College of Earth, Ocean, and Atmospheric Sciences, Oregon State University, Corvallis, OR, USA.
Glob Health Action. 2025 Dec;18(1):2562380. doi: 10.1080/16549716.2025.2562380. Epub 2025 Sep 23.
The COVID-19 pandemic laid bare the unpreparedness of global and public health systems to respond to large-scale health crises, while simultaneously revealing the entangled nature of disinformation and poor global and public health outcomes. This research challenges the common treatment of public health disinformation - deliberately false information - as an emergent and technical threat, and instead situates it as a more systemic and nuanced challenge for global health governance to address. This article presents an integrative narrative literature review on the interlinkages between public health disinformation, conflict, and disease outbreaks, demonstrating mutually influencing connections between them. In doing so, the analysis raises critical questions around how reactive responses, such as doubling down on information authority, can paradoxically fuel the uptake of both disinformation especially amidst global trends towards increasing conflict and decreasing cooperation. In this evolving sociopolitical landscape for global health, the discussion explores the potential to harness health diplomacy to strengthen critical public engagement and deliberation. This reimagined approach to health diplomacy offers pathways to mitigate the harmful effects of disinformation rather than seeking to eliminate false information. This article contributes to deepening an understanding of this rapidly expanding topic for global and public health in two pathways. First, by investigating the root causes and impacts of public health disinformation that intersect with conflict. Second, by exploring how health diplomacy can foster cooperative global health governance through transparency and inclusion. This research offers a new direction to strengthen preparedness for future global and public health crises amidst disinformation.

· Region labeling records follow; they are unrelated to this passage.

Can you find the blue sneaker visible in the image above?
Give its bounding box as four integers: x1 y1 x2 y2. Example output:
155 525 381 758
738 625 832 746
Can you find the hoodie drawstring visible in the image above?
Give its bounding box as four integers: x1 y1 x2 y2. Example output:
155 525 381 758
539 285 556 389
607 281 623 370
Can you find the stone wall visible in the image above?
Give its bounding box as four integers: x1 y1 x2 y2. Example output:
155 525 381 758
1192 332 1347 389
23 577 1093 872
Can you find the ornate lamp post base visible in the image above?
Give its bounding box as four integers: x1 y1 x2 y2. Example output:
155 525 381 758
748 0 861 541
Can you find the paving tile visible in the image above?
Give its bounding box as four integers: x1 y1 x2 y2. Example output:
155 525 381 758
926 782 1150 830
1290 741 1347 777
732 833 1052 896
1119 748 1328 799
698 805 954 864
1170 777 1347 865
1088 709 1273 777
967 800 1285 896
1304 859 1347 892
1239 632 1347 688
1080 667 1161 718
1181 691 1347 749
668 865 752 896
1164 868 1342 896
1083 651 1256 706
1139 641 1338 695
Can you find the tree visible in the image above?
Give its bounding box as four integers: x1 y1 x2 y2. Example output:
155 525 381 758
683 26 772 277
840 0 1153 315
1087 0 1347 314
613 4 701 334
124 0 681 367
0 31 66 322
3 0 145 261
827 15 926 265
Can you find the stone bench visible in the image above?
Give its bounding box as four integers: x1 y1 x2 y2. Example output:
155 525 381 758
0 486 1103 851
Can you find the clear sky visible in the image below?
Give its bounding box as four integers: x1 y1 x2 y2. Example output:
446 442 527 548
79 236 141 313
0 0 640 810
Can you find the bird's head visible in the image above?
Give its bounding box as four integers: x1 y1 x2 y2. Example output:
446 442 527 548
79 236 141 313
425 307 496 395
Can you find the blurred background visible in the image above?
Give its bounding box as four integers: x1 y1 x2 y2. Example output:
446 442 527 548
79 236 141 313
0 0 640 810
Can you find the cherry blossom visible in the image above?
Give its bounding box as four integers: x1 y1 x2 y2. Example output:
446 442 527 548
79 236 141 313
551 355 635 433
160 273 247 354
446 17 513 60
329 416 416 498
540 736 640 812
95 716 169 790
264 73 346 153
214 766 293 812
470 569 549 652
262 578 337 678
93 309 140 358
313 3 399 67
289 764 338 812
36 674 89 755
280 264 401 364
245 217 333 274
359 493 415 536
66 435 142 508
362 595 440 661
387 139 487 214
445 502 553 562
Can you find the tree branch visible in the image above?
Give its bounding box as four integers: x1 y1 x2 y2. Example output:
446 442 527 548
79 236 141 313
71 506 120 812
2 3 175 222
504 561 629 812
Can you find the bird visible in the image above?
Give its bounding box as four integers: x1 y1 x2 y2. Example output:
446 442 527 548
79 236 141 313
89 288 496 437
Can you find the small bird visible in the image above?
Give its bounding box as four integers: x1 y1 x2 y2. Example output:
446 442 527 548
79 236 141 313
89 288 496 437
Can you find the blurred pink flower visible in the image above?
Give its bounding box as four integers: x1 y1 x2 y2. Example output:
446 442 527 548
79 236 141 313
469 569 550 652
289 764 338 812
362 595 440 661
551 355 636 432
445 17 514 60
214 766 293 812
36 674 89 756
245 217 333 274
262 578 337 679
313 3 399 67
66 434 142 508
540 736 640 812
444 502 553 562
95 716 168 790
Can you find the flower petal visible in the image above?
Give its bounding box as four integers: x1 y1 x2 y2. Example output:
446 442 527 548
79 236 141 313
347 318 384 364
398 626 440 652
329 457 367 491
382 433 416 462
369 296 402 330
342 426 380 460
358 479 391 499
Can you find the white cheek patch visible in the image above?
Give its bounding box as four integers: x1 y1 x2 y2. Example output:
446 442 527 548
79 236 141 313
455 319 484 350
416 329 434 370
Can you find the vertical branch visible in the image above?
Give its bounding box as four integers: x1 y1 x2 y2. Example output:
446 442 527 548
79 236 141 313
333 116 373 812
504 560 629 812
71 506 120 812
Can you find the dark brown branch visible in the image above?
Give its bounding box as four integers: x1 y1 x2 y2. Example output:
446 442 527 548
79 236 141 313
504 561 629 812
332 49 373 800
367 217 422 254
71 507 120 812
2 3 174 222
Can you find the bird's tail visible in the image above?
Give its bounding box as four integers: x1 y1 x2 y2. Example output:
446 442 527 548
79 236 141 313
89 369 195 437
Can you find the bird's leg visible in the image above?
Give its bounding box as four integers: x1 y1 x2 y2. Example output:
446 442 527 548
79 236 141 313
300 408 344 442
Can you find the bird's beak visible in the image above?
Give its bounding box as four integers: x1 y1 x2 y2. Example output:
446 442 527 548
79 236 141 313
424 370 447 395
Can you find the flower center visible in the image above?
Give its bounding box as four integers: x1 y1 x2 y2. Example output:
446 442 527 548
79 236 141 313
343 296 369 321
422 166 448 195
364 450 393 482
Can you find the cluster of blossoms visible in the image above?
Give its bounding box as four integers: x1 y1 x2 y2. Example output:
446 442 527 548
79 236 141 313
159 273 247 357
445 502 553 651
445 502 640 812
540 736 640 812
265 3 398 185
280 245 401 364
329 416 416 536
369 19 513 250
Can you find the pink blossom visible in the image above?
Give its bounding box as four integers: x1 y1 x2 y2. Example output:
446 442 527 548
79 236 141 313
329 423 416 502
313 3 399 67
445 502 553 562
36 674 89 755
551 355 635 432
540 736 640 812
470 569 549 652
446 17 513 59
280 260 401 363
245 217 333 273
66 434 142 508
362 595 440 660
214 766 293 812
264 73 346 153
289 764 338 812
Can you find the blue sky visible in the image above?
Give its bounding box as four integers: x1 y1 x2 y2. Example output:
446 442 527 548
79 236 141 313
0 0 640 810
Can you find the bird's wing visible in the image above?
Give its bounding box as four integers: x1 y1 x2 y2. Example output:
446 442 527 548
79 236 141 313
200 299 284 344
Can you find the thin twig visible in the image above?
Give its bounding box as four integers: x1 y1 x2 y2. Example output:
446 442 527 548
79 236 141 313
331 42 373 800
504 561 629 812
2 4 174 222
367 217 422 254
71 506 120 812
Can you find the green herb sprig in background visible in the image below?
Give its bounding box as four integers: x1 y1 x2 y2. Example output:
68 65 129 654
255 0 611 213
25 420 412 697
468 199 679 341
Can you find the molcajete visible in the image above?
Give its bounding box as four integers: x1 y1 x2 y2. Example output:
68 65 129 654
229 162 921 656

新冠疫情暴露了全球和公共卫生系统应对大规模健康危机时的准备不足,同时也揭示了虚假信息与糟糕的全球及公共卫生结果之间的纠缠不清。这项研究对将公共卫生虚假信息(故意编造的虚假信息)视为一种新出现的技术威胁的常见处理方式提出了质疑,而是将其定位为全球卫生治理要应对的一个更具系统性和细微差别的挑战。本文对公共卫生虚假信息、冲突和疾病爆发之间的相互联系进行了综合叙述性文献综述,展示了它们之间相互影响的关系。在此过程中,分析提出了一些关键问题,比如像强化信息权威这样的应激反应,如何反而会在全球冲突加剧、合作减少的趋势下,反常地助长虚假信息的传播。在这种全球卫生领域不断演变的社会政治格局中,讨论探索了利用卫生外交加强关键公众参与和审议的潜力。这种重新构想的卫生外交方法提供了减轻虚假信息有害影响的途径,而不是试图消除虚假信息。本文通过两条途径,有助于加深对这个全球和公共卫生领域迅速扩展的主题的理解。第一,通过调查与冲突相交织的公共卫生虚假信息的根源和影响。第二,通过探索卫生外交如何通过透明度和包容性促进合作性的全球卫生治理。这项研究为在虚假信息环境下加强对未来全球和公共卫生危机的准备提供了一个新方向。